[The only “personal” connection I’ve had with John Denver was a friend of mine from Colorado who told me he was at a gas station in Colorado when John Denver rolled in, driving his Mercedes sports car. “It was weird,” my friend told me, “The top was down and he was blasting his own music at 100 decibels.” Weird? … I dunno … it sounds exactly like something I would do myself. What say you, ‘backs and ‘belles? Do we let John Deutschendorf Denver hang out with us in The Jungle? SB SM]
Today’s selection — from John Denver by J. Deutschendorf. The early career of John Denver:
“Henry John Deutschendorf Jr. was the son of Captain Henry John ‘Dutch’ Deutschendorf, a United States Army Air Forces pilot, stationed at Roswell AAF and his wife, his ‘Oklahoma Sweetheart’, Erma Louise (nee Swope). Years later, as a Lieutenant Colonel in the U.S. Air Force, Deutschendorf Sr. set 3 speed records in a B-58 Hustler bomber, being inducted into the Air Force Hall of Fame. In his autobiography, Take Me Home, Denver described his life as the eldest son of a family shaped by a stern father, who couldn’t show his love for his children.
“Because John’s father was in the military, his family moved frequently, so it was difficult for him to make friends and fit in with other children of his own age. Constantly being the new kid was troubling for the introverted Denver, who grew up always feeling as though he should be somewhere else, but never knowing where that ‘right’ place was.
“While the family was stationed at Davis-Monthan Air Force Base in Tucson, Arizona, John was a member of the Tucson Arizona Boys Chorus for two years. Denver was happy living in Tucson, but his father was then transferred to Maxwell AFB in Montgomery, Alabama, which was in the midst of the Montgomery bus boycotts by blacks fighting for civil rights.
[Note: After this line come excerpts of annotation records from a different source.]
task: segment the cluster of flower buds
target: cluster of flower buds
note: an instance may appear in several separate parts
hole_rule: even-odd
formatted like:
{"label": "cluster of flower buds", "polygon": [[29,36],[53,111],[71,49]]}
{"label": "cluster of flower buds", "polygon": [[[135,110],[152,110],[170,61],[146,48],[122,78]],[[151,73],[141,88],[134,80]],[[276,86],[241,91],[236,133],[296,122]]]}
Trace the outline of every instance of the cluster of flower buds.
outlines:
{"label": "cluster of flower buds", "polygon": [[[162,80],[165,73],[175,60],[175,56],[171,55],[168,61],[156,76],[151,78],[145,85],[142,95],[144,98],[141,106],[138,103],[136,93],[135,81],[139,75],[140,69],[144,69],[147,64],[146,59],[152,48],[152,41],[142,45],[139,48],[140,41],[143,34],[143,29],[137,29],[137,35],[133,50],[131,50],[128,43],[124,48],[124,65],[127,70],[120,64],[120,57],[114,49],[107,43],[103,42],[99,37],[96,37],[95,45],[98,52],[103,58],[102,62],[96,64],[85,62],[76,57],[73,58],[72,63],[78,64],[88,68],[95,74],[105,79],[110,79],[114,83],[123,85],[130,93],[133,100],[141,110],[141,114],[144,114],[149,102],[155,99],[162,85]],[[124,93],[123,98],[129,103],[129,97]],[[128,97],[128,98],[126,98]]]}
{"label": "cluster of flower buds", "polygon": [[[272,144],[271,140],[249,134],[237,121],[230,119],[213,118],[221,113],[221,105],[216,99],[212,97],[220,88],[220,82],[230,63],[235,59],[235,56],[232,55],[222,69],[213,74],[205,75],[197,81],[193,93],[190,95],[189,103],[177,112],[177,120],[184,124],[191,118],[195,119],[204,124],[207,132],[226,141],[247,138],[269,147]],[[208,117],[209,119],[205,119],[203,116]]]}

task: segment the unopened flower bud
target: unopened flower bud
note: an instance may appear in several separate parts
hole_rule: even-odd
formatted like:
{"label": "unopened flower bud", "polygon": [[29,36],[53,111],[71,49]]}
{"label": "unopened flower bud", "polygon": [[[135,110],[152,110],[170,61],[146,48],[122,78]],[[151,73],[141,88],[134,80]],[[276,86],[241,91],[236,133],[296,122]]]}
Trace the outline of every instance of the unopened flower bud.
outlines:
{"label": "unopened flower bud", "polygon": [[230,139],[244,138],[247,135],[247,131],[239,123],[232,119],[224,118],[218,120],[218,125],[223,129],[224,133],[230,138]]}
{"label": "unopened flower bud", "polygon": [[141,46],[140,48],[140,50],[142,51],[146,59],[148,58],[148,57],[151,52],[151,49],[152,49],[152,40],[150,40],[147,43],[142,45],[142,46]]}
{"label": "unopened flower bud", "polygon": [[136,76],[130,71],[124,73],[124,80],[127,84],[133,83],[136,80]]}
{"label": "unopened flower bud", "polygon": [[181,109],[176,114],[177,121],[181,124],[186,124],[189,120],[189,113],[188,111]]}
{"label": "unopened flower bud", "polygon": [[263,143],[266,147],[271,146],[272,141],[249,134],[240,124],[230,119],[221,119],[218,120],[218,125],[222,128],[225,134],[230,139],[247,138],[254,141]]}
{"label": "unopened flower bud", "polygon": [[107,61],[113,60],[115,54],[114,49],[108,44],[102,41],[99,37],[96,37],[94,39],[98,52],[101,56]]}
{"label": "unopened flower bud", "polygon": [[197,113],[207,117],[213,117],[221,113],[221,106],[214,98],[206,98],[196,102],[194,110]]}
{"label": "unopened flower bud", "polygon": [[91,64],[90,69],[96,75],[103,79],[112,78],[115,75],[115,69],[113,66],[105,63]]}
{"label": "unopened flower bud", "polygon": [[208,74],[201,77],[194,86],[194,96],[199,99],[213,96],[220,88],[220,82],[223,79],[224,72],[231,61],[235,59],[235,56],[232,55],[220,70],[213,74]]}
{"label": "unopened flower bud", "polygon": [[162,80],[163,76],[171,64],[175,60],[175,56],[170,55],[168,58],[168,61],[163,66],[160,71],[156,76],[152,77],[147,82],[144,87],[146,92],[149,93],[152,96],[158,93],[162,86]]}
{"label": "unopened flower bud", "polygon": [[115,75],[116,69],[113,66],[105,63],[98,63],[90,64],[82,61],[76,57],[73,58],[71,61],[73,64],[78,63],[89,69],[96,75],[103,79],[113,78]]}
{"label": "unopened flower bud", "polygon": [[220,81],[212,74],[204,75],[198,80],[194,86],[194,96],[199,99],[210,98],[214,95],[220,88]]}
“The family later moved to Carswell AFB in Fort Worth, Texas, where John graduated from Arlington Heights High School. Denver wasn’t happy at Fort Worth, so during his third year of high school, he drove his father’s car to California to visit family friends and begin his music career but his father flew to bringing his reluctant son back to California in a friend’s jet, bringing his reluctant son back to complete his schooling.
“John was given a present of an acoustic guitar from his grandmother, when aged 11, which he learned to play well enough to perform at local clubs by the time he got to college. He changed his surname to ‘Denver’ after the capital of his favorite state, Colorado, when Randy Sparks, founder of The New Christy Minstrels, suggested that ‘Deutchendorf’ wouldn’t fit comfortably on a marquee.
“John studied Architecture at Texas Tech University in Lubbock, while singing in a folk-music group called ‘The Alpine Trio’. He was a member of the Delta Tau Delta Fraternity, before dropping out of the Texas Tech School of Engineering during 1963 then moving to Los Angeles, where he sang in folk clubs. Denver joined The Mitchell Trio during 1965, replacing founder Chad Mitchell, which later became ‘Denver, Boise, and Johnson’, John Denver, David Boise, and Michael Johnson.
“John left the band to pursue a solo career during 1969, releasing his first album for RCA Records: Rhymes & Reasons. Denver had made a self-produced demo recording of some of the songs he played at his concerts 2 years previously, including ‘Babe I Hate to Go’, later renamed ‘Leaving on a Jet Plane’, having made several copies, which he gave out as Christmas presents.
“Milt Okun, producer for the Mitchell Trio and the high-profile folk group Peter, Paul and Mary, who’d also become John’s producer, took the unreleased ‘Jet Plane’ song to Peter, Paul and Mary. Their version of the song hit# 1 on the Billboard Hot 100, the group’s only US chart-topping single, also reaching U.K. No. 2 during February 1970, having made No. 1 on the U.S. Cash Box chart in December 1969.
“Although RCA didn’t actively promote Rhymes & Reasons by organizing a tour, Denver embarked on an impromptu supporting tour of the Midwest, stopping at towns and cities as the mood took him, offering to play free concerts at local venues. When he was successful in persuading a school, college, American Legion hall, or local coffee-house to let him play, he would spend a day or so distributing posters in the town, usually going to the local radio station, guitar in hand, offering himself for an interview.
“With his foot in the door as composer of ‘Leaving on a Jet Plane’, he often got some valuable promotional airtime, usually featuring one or two songs performed live. Some venues would let him play for the ‘door’, with others restricting him to selling copies of his L.P. during the intermission then following the show.”